O trabalho de arte está, também, subordinado às necessidades de comunicação” (p. 70).
“As regras nessas épocas, não são obedecidas pelo desgosto da liberdade, que segundo
algumas pessoas é a condição básica do poeta. A regra não é a obediência, que nada
justifica, as maneiras de fazer defuntas, pelo gosto do anacronismo, ou as maneiras de
fazer arbitrárias, pelo gosto do malabarismo. A regra é então profundamente funcional e
visa a assegurar a existência de condições sem as quais o poema não poderia cumprir sua
utilidade. Para o poeta ela não é jamais uma mutilação mas uma identificação. Porque o
verdadeiro sentido da regra não é o de cilício para o poeta. O verdadeiro sentido da regra
está em que nela se encorpa a necessidade da época” (p. 70).

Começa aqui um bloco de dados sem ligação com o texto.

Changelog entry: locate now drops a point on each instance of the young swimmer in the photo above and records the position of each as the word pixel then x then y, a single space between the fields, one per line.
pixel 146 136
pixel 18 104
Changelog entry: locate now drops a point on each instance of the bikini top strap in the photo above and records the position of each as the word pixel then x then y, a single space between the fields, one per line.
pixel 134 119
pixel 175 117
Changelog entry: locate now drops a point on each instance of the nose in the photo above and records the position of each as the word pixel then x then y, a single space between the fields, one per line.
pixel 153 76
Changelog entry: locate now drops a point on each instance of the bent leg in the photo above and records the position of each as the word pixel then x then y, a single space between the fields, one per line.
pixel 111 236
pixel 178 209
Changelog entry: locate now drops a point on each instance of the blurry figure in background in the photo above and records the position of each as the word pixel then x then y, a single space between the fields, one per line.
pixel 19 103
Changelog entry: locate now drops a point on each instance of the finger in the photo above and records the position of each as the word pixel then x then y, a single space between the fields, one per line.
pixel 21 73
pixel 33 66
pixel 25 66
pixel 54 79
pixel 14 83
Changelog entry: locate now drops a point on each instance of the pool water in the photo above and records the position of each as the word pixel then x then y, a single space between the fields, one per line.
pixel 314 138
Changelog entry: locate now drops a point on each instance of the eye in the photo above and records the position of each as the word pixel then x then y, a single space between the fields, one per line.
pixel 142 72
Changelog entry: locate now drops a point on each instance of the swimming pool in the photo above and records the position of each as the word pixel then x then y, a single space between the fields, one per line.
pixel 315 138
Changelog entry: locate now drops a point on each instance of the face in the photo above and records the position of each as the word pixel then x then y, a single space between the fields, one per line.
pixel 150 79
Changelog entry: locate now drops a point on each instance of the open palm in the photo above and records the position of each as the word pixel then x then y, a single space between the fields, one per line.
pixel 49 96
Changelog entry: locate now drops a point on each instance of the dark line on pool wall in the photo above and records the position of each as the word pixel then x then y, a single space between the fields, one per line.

Benedito: como João Cabral tenta resolver esse problema colocado pela poesia moderna
– na medida em que ela ganha em conquistas formais, afasta-se da comunicabilidade com
o público:
“Por oposição a esse poema, que traiu Anfion, deixando-o distante da ‘nuvem civil
sonhada’, às portas da cidade onde não pôde entrar; por oposição a esse poema é que João
Cabral, numa atitude contrária ao envolvimento da expressão, que levou a tal produto
fechado e híbrido da poesia contemporânea, passa a considerar nas formas tradicionais
‘sua possível função social de comunicação’. O poeta, que não renuncia ao espírito de
pesquisa formal dominante, desvia porém as fundamentais conquistas técnicas que desse
espírito derivam, da forma típica representativa da estrutura da lírica moderna, - na qual
o dilaceramento e a clausura da linguagem poética atingiram o mais alto grau, - para
formas e gêneros relegados ao abandono, insuficientemente aproveitados, e mais
compatíveis com os meios de comunicação da sociedade de massa. Submetidos a uma
intencionalidade diferente da que lhes deu origem histórica, essas formas de verso e de
estrofe se integrarão como formas parciais, às estruturas gerais da lógica da composição,
passando a constituir, do mesmo modo que certos gêneros – a parábola e a sátira – partes
de um sistema poético aberto, que aproxima mais do que separa a prosa da poesia (p.
156).

João Cabral sobre Miró:


“Seria possível outra forma de composição? Seria possível devolver à superfície aquele
sentido antigo que seu aprofundamento numa terceira dimensão destruiu completamente?
A pintura de Miró me parece responder afirmativamente a esta pergunta. Ela me parece,
analisada objetivamente em seus resultados e em seu desenvolvimento, obedecer ao
desejo obscuro de fazer voltar à superfície seu antigo papel: o de ser receptáculo do
dinâmico. Ela me parece uma tendência para libertar o ritmo do equilíbrio que o
aprisiona e que aprisiona toda a pintura criada com o Renascimento. [...] a história de sua
luta [de Miró] contra o estático e, assegurada sua vitória sobre este, a maneira como se
entregou às possibilidades de um ritmo livre de qualquer limitação” (Prosa, p. 11-12).
O caminho de Miró é da tridimensionalidade para a superfície: “Miró, colocado diante da
superfície, começou a fazer, em sentido inverso, o caminho que a superfície havia
percorrido até que pudesse conter aquela terceira dimensão imaginária” (Prosa, p. 12).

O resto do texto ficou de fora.